He had to leave, no matter what.
Aloft. You were always aloft up here. Always gliding through the purest air. He spread his wings and felt the white mist ripple over him. He soared across the pearly forests, swooping above the Orchard of Knowledge, curving around the Grove of Life. He passed satin-white lakes and the foothills of the shining silver Celeste Mountains.
He'd spent so many happy epochs here.
No. All that must remain in the recesses of his soul. This was no time for nostalgia.

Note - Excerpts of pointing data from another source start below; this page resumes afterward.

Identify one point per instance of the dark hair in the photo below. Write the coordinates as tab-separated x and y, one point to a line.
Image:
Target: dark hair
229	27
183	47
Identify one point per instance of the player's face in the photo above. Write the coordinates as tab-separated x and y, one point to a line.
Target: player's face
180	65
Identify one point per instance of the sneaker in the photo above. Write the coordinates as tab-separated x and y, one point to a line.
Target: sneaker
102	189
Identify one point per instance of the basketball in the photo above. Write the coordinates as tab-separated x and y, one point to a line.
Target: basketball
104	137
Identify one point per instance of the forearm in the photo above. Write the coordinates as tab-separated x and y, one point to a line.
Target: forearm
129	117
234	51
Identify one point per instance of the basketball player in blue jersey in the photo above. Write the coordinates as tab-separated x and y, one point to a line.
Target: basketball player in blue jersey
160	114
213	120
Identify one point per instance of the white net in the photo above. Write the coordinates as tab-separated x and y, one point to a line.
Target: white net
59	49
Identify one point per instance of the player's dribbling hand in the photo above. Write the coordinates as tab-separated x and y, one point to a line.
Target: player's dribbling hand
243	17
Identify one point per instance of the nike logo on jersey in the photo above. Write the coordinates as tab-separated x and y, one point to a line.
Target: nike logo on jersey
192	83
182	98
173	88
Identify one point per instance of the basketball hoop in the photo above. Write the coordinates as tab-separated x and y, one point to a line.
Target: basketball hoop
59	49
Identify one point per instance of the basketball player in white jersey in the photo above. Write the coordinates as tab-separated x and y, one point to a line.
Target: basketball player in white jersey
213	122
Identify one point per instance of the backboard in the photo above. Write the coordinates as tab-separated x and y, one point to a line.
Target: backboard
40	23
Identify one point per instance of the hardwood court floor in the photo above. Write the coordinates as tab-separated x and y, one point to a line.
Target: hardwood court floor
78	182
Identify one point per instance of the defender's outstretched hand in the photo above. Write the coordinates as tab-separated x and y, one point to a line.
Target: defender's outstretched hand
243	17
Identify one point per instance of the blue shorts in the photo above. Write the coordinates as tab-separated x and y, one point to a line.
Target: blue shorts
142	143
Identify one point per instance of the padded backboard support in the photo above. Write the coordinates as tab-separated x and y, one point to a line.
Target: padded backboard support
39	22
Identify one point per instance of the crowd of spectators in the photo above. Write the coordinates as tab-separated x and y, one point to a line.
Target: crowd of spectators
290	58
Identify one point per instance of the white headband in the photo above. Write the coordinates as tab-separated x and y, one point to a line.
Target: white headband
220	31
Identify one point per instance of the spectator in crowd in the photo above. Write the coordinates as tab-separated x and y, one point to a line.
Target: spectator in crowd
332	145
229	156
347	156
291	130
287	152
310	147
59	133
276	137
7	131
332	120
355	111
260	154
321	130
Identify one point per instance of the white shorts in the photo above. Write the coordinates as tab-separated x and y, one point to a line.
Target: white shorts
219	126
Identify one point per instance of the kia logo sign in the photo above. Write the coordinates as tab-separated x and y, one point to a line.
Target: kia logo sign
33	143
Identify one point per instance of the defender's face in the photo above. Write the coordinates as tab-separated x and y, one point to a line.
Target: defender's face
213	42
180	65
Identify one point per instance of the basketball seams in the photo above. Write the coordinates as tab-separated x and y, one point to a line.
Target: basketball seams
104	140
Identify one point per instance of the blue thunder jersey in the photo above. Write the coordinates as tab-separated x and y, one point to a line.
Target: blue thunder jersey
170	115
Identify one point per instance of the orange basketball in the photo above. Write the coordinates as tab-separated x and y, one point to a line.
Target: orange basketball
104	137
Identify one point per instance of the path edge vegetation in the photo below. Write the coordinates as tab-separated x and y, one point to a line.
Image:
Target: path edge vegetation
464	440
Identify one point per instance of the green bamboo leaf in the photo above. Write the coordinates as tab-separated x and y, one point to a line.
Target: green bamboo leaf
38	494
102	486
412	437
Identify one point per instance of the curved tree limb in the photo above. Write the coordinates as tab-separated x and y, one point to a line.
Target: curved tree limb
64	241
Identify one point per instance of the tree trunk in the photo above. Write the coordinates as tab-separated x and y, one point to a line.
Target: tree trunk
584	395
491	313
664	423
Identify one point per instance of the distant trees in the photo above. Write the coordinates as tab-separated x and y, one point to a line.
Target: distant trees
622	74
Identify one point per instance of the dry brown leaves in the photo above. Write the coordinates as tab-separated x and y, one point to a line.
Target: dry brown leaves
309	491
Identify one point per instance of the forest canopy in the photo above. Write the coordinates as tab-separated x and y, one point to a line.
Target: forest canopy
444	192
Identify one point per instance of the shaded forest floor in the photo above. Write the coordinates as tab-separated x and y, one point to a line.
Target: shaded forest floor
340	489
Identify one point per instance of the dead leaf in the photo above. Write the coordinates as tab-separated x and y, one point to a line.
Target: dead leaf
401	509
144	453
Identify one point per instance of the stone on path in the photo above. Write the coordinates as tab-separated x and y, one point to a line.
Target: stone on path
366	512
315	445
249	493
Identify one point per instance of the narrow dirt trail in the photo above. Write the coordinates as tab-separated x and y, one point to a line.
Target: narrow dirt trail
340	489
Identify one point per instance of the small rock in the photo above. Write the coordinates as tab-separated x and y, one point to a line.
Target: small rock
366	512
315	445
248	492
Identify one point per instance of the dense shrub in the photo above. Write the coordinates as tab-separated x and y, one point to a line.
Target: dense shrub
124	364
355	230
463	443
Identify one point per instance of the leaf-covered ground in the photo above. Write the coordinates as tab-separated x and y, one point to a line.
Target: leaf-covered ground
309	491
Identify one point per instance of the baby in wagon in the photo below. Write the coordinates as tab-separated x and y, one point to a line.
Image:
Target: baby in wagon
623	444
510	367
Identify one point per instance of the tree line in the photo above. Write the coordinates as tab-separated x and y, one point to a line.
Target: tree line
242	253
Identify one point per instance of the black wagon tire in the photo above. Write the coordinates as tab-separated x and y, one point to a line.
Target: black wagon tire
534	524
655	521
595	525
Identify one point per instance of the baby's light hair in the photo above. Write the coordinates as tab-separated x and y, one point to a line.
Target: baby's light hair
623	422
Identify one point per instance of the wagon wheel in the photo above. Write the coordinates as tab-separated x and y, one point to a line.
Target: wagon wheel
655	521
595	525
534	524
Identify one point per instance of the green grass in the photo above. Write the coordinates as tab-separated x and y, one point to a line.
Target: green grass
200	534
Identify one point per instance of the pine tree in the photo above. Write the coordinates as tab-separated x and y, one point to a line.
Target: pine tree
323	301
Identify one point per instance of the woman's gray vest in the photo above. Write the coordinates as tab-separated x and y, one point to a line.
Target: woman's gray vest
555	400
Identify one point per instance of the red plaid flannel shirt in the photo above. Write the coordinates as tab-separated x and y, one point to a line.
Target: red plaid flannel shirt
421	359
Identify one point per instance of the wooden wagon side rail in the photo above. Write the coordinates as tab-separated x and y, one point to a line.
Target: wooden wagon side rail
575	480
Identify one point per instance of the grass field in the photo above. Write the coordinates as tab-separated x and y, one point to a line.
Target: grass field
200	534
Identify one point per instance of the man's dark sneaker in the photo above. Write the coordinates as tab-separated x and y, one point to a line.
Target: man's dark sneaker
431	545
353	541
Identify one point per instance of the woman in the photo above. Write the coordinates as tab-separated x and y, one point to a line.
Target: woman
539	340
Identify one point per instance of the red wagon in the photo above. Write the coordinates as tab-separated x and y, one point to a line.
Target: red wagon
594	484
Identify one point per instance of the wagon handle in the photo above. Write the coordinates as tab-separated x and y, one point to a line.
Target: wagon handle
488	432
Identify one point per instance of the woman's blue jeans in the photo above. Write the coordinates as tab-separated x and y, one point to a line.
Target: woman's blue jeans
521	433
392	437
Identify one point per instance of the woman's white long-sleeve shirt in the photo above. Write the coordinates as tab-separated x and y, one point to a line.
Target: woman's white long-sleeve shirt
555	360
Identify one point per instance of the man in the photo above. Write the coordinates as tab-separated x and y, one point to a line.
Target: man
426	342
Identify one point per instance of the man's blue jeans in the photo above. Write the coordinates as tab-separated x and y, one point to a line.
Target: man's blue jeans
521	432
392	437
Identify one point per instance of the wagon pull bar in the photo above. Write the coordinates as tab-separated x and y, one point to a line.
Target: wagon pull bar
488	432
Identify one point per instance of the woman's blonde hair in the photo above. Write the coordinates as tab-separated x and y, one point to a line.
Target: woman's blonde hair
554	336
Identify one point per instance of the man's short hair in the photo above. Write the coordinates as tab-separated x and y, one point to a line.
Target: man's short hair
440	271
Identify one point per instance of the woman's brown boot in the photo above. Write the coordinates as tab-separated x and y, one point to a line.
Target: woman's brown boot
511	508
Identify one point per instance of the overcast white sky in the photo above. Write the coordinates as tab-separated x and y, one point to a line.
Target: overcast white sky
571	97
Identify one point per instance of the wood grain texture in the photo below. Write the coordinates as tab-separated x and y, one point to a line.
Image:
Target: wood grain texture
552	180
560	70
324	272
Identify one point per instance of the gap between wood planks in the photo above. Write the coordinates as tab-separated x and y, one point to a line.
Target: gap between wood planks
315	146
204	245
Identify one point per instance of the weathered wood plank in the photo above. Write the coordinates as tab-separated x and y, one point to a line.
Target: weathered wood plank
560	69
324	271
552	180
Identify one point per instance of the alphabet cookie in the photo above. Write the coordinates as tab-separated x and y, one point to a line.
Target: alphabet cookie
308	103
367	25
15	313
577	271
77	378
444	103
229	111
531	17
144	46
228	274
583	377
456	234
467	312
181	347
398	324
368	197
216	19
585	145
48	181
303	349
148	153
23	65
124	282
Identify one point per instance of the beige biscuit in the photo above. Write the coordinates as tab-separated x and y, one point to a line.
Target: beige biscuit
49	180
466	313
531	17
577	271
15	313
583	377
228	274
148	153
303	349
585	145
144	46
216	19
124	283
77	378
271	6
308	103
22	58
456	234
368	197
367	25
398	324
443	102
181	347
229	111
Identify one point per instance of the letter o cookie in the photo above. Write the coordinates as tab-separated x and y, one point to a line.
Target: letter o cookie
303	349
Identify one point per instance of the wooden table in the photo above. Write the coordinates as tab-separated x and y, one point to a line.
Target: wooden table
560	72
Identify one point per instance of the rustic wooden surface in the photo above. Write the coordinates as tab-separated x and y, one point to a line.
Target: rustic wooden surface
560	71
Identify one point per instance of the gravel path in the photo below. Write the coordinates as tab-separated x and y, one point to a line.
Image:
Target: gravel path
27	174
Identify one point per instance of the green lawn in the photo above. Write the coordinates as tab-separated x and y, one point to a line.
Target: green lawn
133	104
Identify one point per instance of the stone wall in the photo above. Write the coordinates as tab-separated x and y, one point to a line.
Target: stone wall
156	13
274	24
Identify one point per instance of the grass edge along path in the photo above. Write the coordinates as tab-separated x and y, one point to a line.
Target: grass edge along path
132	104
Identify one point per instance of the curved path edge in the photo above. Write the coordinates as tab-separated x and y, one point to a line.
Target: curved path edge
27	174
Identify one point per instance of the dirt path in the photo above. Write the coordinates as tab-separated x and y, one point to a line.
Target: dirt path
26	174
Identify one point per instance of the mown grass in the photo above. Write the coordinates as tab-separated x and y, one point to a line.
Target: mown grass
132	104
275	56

He slowed and approached the Meadow of the Throne. It was just as he remembered it: the flat plain of brilliant white cloudsoil leading up toward the center of everything. The Throne itself, dazzlingly bright, radiating the warmth of pure goodness, so luminous that, even for an angel, it was impossible to look directly at it. One could not even get close to seeing the Creator, who sat upon the Throne clothed in brightness, so the customary synecdoche--calling the whole entity the Throne--was apt.
Daniel's gaze drifted to the arc of rippled silver ledges circling the Throne. Each one was marked with the rank of a different Archangel. This used to be their headquarters, a place to worship, to attend, to call on and deliver messages for the Throne.
There was the lustrous altar that had been his seat, near the top right corner of the Throne. It had been there for as long as the Throne had been in existence.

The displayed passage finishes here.